Utilities hunt for loopholes

 

By BILL McKEOWN - THE GAZETTE

Colorado Springs Utilities is looking at options to get out from under renewable energy standards approved Tuesday by state voters.

The utility is not alone.

Sedalia-based Intermountain Rural Electric Association, the largest rural utility in the state with 122,000 customers in 10 counties, is considering how to sidestep an amendment critics say will cost consumers money and reduce local control over utilities.

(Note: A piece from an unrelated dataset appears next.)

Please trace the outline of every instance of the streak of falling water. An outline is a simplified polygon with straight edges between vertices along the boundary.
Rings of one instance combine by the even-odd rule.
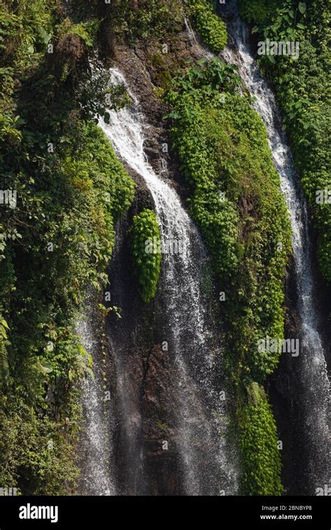
[[[249,44],[249,32],[236,10],[232,24],[233,45],[222,54],[227,62],[237,64],[246,86],[256,98],[253,104],[265,125],[281,190],[290,213],[297,290],[297,305],[302,323],[300,354],[297,360],[302,414],[302,432],[310,446],[309,461],[305,463],[311,494],[316,487],[328,484],[329,434],[328,403],[329,381],[316,309],[311,271],[311,242],[306,202],[297,184],[291,155],[282,132],[274,94],[261,77]]]
[[[117,70],[112,82],[126,81]],[[226,441],[227,417],[216,385],[221,355],[212,351],[206,304],[201,292],[207,260],[200,235],[175,190],[156,175],[144,152],[145,116],[130,91],[133,104],[110,112],[109,125],[99,125],[119,157],[141,175],[154,199],[165,246],[176,243],[183,252],[163,255],[162,296],[166,305],[168,336],[177,367],[177,446],[182,478],[189,495],[226,494],[237,487],[234,450]],[[125,389],[122,389],[125,391]]]
[[[82,346],[93,358],[94,373],[94,379],[88,375],[82,384],[82,403],[86,428],[80,441],[81,452],[84,455],[81,489],[83,494],[109,496],[116,494],[115,481],[110,475],[112,460],[111,418],[113,415],[105,414],[103,409],[100,341],[93,307],[91,300],[87,296],[85,314],[76,326]]]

Colorado Springs Utilities spokesman Steve Berry said employees are trying to produce numbers showing the costs and potential rate impacts of meeting the renewable energy standards. It then will look at possible legal and legislative options and make recommendations to the Colorado Springs City Council, which governs the publicly owned utility, possibly by next month.

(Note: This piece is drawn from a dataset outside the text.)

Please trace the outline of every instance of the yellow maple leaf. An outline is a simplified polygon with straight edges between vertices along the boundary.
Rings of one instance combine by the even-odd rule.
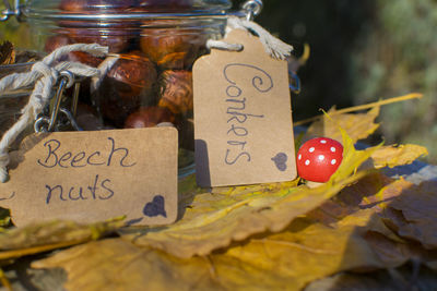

“We were against the amendment for very clear reasons, and that hasn’t changed,” Berry said. “We feel rather than a mandate dictated by the state and the PUC (Public Utilities Commission), which we are not under, our customers should pick what mix of renewable we have.”

Denver-based Xcel Energy, the largest utility in the state, will take a different tack.

Spokesman Mark Stutz said the utility will bow to the will of voters and attempt to supply the renewable energy called for in the amendment.

Still, Stutz said the utility will try to lobby legislators to clarify or modify some amendment provisions before it becomes law, most importantly who should pay for adding electricgenerating capacity produced by renewable energy sources.

The amendment caps residential rate increases at 50 cents a month to pay for adding renewable energy infrastructure such as wind turbines, but utilities say it will cost far more than that to provide the energy, raising the specter of big rate increases for commercial and industrial customers.

The amendment requires utilities that serve more than 40,000 customers to provide 3 percent of electricity sales from renewable energy sources by 2007; 6 percent by 2011; and 10 percent by 2015.

Of those amounts, 4 percent must come from solar power, which utilities say is extremely expensive compared with other forms of renewable energy, particularly wind power.

Meeting the renewable standard will be far easier for Xcel than for other large utilities in the state.

The utility has 250 megawatts of wind power and plans to add 500 megawatts by the end of next year. That would bring the utility in compliance with the amendment through 2010, Stutz said.

Colorado Springs Utilities derives about 1 percent of its electricity from wind and 9 percent from medium-sized hydropower. But the amendment excludes utilities from meeting the standards with all but the smallest hydro units, presumably because of environmental concerns.

Berry and Bill Schroeder, manager of public affairs for Intermountain, said the utilities are examining the votes for and against Amendment 37 in their areas.

They said it appeared their customers had rejected the amendment.

The amendment allows utilities to opt out of the standards if a majority of customers approves an exemption in a special election. If city officials want to place such an item on the April 5 municipal ballot, they still have several weeks to do so.

Stutz said Xcel will not seek to opt out of the amendment’s requirements. With 1 million customers, he said, such an election would be a costly exercise. Besides, he said, the majority of the utility’s customers live in counties that heavily favored the amendment.

Final vote results showed 65.7 of Colorado voters approved the amendment. In El Paso County, however, only 44.5 percent of voters voted for it.